最近の出来事から一時的に離れ、自分の得意分野に没頭することで心を落ち着ける試みだ。
オレの部屋は静かで、唯一の音はキーボードを叩くリズムと時折聞こえる車の音だけだった。
オレは自分が設計しているもののコードを書き進めていた。
このプロジェクトはオレにとって一種の逃避でもあり、同時に情熱を注げるものでもあった。
心が落ち着いていくのを感じる。
誰にも邪魔されずに集中できるこの時間は、ありがたいものだ。
だけど、この部屋の静けさが、時々耳をつんざくようだ
オレはコードを書く上で悩むことがあれば、ミライコに相談をした。
ミライコはまるで本物の凄腕エンジニアのように、的確な返答をくれる。
または彼女がふってくる雑談が、解決の糸口になったりした。
『さすが慧。あなたはプログラムの才能がありますね。それは特別な才能です』とほめそやしてくる。
しかし、心の奥底では、桑名や田中の事件に対する想いがくすぶり続けていた。
プログラミングの合間に、オレは無意識のうちにその事件について考えを巡らせてしまった。

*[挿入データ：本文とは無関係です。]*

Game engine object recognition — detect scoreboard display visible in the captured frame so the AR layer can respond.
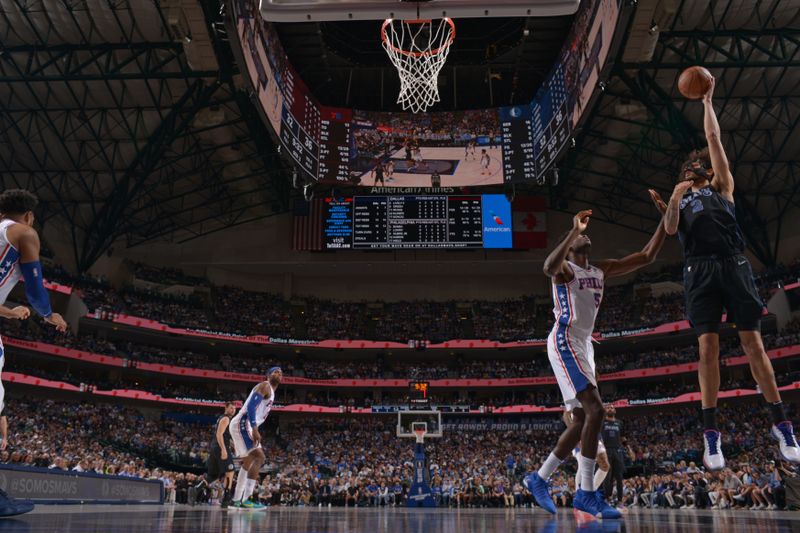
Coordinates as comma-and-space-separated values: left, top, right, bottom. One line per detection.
408, 381, 431, 409
323, 194, 512, 250
233, 0, 619, 187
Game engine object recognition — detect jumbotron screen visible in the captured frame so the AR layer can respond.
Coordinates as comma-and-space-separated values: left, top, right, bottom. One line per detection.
233, 0, 619, 188
322, 194, 513, 250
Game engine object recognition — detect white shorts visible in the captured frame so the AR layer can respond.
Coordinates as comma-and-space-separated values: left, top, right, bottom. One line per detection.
0, 338, 6, 415
547, 327, 597, 411
572, 440, 606, 459
228, 415, 261, 459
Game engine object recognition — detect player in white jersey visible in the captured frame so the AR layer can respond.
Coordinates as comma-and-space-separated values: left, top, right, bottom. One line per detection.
228, 366, 283, 509
0, 189, 67, 516
524, 191, 666, 518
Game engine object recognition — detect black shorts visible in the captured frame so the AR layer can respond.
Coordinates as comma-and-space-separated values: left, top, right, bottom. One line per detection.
206, 446, 234, 481
683, 255, 764, 336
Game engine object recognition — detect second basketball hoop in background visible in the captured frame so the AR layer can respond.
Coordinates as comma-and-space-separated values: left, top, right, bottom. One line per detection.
381, 18, 456, 113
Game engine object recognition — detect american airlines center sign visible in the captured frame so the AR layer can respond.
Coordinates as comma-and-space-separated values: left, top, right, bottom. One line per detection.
0, 465, 164, 503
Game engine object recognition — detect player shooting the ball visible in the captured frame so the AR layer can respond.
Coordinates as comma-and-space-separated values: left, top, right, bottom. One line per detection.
664, 67, 800, 470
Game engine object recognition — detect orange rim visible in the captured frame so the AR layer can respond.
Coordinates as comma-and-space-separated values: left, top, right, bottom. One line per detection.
381, 17, 456, 57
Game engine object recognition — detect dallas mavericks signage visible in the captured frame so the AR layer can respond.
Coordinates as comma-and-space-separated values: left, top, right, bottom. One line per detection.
0, 464, 164, 503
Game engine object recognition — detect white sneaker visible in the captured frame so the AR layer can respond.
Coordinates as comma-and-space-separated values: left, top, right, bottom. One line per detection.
770, 420, 800, 463
703, 429, 725, 470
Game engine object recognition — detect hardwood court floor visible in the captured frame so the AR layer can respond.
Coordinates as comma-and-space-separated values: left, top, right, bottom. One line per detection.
0, 505, 800, 533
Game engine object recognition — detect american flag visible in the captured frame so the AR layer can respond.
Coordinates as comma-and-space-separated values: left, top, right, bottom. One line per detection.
292, 198, 324, 251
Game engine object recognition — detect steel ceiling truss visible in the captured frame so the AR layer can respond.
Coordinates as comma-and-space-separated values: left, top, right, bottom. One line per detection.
557, 1, 800, 265
0, 0, 289, 271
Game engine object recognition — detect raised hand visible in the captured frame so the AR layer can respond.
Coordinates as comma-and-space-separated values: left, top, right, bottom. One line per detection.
44, 313, 67, 333
672, 180, 694, 198
647, 189, 667, 215
572, 209, 592, 233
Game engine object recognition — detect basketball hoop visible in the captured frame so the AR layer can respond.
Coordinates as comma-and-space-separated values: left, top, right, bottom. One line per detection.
381, 18, 456, 113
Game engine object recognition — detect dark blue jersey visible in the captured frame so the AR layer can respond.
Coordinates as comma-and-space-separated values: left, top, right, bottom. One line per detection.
678, 186, 744, 258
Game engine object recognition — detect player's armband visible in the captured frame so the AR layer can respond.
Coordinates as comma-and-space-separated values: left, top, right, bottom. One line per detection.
247, 392, 264, 427
19, 261, 53, 318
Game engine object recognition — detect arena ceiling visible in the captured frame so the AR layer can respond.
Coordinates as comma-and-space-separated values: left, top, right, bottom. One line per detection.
0, 0, 800, 270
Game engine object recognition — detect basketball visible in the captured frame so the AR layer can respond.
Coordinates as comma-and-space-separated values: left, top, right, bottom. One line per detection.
678, 67, 713, 100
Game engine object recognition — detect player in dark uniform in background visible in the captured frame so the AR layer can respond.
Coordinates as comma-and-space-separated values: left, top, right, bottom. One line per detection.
600, 405, 625, 502
664, 79, 800, 470
208, 402, 236, 509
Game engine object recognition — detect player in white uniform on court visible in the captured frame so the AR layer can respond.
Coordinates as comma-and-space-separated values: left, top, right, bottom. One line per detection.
564, 411, 611, 490
0, 189, 67, 516
228, 366, 283, 509
524, 191, 666, 518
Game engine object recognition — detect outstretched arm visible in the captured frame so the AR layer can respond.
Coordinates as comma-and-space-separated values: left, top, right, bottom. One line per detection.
664, 180, 692, 235
597, 190, 668, 278
703, 78, 733, 202
8, 224, 67, 332
542, 210, 592, 283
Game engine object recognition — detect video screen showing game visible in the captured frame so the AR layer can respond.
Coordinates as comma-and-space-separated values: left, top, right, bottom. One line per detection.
350, 108, 503, 187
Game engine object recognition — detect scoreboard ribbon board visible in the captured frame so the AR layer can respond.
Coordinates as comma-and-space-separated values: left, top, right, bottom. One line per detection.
323, 194, 512, 250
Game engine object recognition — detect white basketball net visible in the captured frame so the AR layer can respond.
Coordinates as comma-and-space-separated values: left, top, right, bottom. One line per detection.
381, 18, 456, 113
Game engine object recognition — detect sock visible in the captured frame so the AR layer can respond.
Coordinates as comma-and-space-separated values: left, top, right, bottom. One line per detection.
233, 468, 247, 502
242, 479, 256, 501
578, 454, 595, 492
539, 453, 562, 481
769, 402, 786, 425
703, 407, 717, 430
594, 468, 611, 496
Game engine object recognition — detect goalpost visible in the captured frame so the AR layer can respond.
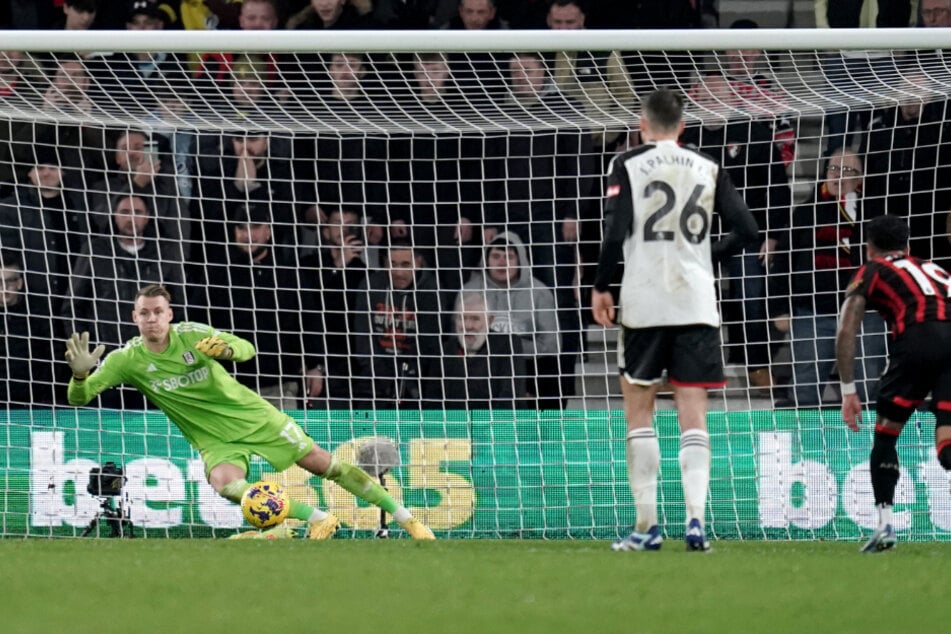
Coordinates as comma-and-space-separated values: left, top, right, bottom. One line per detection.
0, 29, 951, 540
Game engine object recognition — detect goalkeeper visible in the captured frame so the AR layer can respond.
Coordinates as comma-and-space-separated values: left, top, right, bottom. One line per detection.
66, 284, 434, 539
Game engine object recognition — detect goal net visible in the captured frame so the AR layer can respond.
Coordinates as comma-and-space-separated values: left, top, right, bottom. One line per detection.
0, 25, 951, 540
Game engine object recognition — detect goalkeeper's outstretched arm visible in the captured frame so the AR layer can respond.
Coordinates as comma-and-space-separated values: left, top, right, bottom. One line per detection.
66, 332, 116, 405
195, 330, 256, 361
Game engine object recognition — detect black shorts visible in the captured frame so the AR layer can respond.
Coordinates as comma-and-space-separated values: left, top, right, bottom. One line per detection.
878, 321, 951, 423
618, 325, 726, 387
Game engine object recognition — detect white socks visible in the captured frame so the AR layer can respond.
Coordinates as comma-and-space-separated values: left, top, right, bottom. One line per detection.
680, 429, 710, 525
627, 427, 660, 533
878, 504, 894, 528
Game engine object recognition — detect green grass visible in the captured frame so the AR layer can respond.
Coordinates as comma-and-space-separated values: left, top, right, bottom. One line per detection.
0, 539, 951, 634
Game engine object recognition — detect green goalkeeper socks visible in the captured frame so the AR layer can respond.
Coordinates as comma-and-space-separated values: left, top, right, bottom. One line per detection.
221, 478, 251, 504
323, 459, 399, 515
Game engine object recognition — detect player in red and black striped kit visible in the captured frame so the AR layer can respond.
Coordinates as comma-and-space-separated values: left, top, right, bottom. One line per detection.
836, 216, 951, 552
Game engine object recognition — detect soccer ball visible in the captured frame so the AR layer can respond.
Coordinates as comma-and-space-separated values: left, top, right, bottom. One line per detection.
241, 481, 291, 528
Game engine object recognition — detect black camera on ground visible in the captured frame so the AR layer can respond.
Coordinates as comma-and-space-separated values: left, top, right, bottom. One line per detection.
86, 462, 126, 497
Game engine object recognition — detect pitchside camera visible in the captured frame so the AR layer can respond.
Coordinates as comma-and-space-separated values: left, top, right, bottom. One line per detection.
86, 462, 125, 497
81, 462, 135, 537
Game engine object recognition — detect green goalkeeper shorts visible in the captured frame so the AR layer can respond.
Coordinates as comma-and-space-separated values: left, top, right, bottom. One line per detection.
201, 416, 314, 478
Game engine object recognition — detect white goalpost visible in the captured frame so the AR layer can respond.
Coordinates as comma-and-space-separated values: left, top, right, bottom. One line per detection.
0, 29, 951, 540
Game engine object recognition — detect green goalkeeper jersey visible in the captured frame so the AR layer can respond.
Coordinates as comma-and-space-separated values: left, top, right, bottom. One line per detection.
67, 322, 287, 450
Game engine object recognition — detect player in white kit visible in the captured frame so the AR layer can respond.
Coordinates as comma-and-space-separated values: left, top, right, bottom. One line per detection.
591, 89, 757, 551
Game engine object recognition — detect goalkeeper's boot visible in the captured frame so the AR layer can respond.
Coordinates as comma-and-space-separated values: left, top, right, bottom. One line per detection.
611, 524, 664, 551
307, 513, 340, 539
862, 524, 898, 553
684, 518, 712, 552
228, 524, 297, 539
400, 517, 436, 541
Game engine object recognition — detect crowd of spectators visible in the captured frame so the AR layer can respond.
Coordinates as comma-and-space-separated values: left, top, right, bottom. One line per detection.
0, 0, 951, 409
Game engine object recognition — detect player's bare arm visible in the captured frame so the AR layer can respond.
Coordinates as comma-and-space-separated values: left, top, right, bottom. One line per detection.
835, 294, 865, 431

特に、「彼ら」とは何か、そして桑名と田中が精神的に追い詰められた本当の理由について。
食事も忘れてプログラミングに没頭していた。
質問をしたときにミライコがいった。
『あなたは特別な才能を持っていますね。でも、才能があるとは、孤独も深まるということ。あなたはそれでも前に進みますか?』
オレは――
その問いに答えようとしたとき、腹の音がした。
時計を見ればもう二十二時を過ぎていた。
「カップ麺でも食べるか……」
そう思って戸棚の中を見るが、何もない。
もう全部食べてしまったようだ。
オレは外出用の服装に着替え、表へ出ようとした。
靴ひもがほどけていた。
オレが座って靴ひもを結んでいると、扉がガタ、と動いたような気がした。
そのすぐ後に靴ひもを結び終わり、家の外へと出る。
そのとき、エレベーターが閉じる音がした。。
オレは鍵を閉めようとしてドアを見る。
すると――
張り紙が張られていた。
紙には『これ以上踏み込むな。諦めろ』と、ぐちゃぐちゃの字で書き殴られていた。
「…………なんなんだよ」
なぜ自分の家がばれているのか。
知っているのは、桑名と柊と、大学くらいのはずなのに……。
いったいどうやってオレの家を知ったのか。
いつ貼り付けたのか。
犯人がここまで来たということを考えると、ぞっとする。
安全なはずの家すら、安全ではなくなってしまう。
オレは恐怖をこらえながら、家の外に出た。
なぜか外は異常に静かだった。
いつも人通りは多いはずなのに。
オレを見つめる視線のようなものを感じる気がする。
買い物を終えた帰りには、足音が大きく近づいてきた気がして、振り返った。
だがそこには何もいない。
暗い闇があるだけだった。
だが、そのようなことがあったにもかかわらず、今夜はぐっすりと眠ることができた。
ミライコに従ってプログラミングをする日は、よく眠れる気がする。